Cool, huh? Now, let's think of what we want to extract from our downloaded html, and picture what we want as a result. From our html page, we probably want to extract the title, speaker, view count, date, and url of all TED talks, resulting in a spreadsheet format as follows:

title	speaker	views	date	url
The price of shame	Monica Lewinsky	83K	Mar 2015	http://...
What if 3D printing was 100x faster?	Joseph DeSimone	212K	Mar 2015	http://...
Can we create new senses for humans?	David Eagleman	215K	Mar 2015	http://...
The good news about PMS	Robyn Stein DeLuca	248K	Mar 2015	http://...
...	...	...	...	...

So, in order to find what tag, class, or id we need to exact such elements, let's go back to www.ted.com/talks?page=1, right click, and "Inspect Element"s.
By navigating with the DOM, we can see that the div tag with id=browse-results contains all the talk items in div tags with class=col, each containing a talk item. (When identifying and html element, using id is better than using a class, because normally ids are unique within a html page.)

Now, let's use xpath to get the talk items.

items = root.xpath('//div[@id="browse-results"]//div[@class="col"]')
print(len(items))   # returns 36, the number of talk items in the page

Dig into one of the <div class="col">s, to further investigate the identifiers of talk information.

Choose one item and extract relevant data.

item = items[0]
print(item.xpath('.//h4[@class="h12 talk-link__speaker"]/text()'))
print(item.xpath('.//h4[@class="h9 m5"]/a/text()'))
print(item.xpath('.//h4[@class="h9 m5"]/a/@href'))
print(item.xpath('.//span[@class="meta__val"]/text()'))

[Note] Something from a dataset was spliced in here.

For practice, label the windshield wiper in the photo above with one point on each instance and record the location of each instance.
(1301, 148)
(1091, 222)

All the items are contained in a list, and it would be better if we could strip the new lines(\n) from the strings. Additionally, rather than handling each info separately, let's put the extracted info into one dictionary, and make that a function named parse_item().

def parse_item(item):
    return {
        'speaker': item.xpath('.//h4[@class="h12 talk-link__speaker"]/text()')[0],
        'title': item.xpath('.//h4[@class="h9 m5"]/a/text()')[0].strip('\n'),
        'href': item.xpath('.//h4[@class="h9 m5"]/a/@href')[0],
        'views': item.xpath('.//span[@class="meta__val"]/text()')[0].split('\n')[1],
        'date': item.xpath('.//span[@class="meta__val"]/text()')[1].strip('\n')
    }

Perfect. Now let's iterate through the items on page 1.

data = []
for item in items:
    d = parse_item(item)
    data.append(d)
print(len(data))    # returns 36

Great. Now we're ready to iterate through all 54 web pages.

data = []
for page_num in range(1, npages+1):

root = html.parse(file_base % page_num)
items = root.xpath('//div[@id="browse-results"]//div[@class="col"]')
for item in items:
    d = parse_item(item)
    data.append(d)
print(len(data))    # returns 1943 or a similar number

4. Save the parsed data to file

We currently have our data in a dictionary format.
Normally, it's enough to save this data directly into a json file.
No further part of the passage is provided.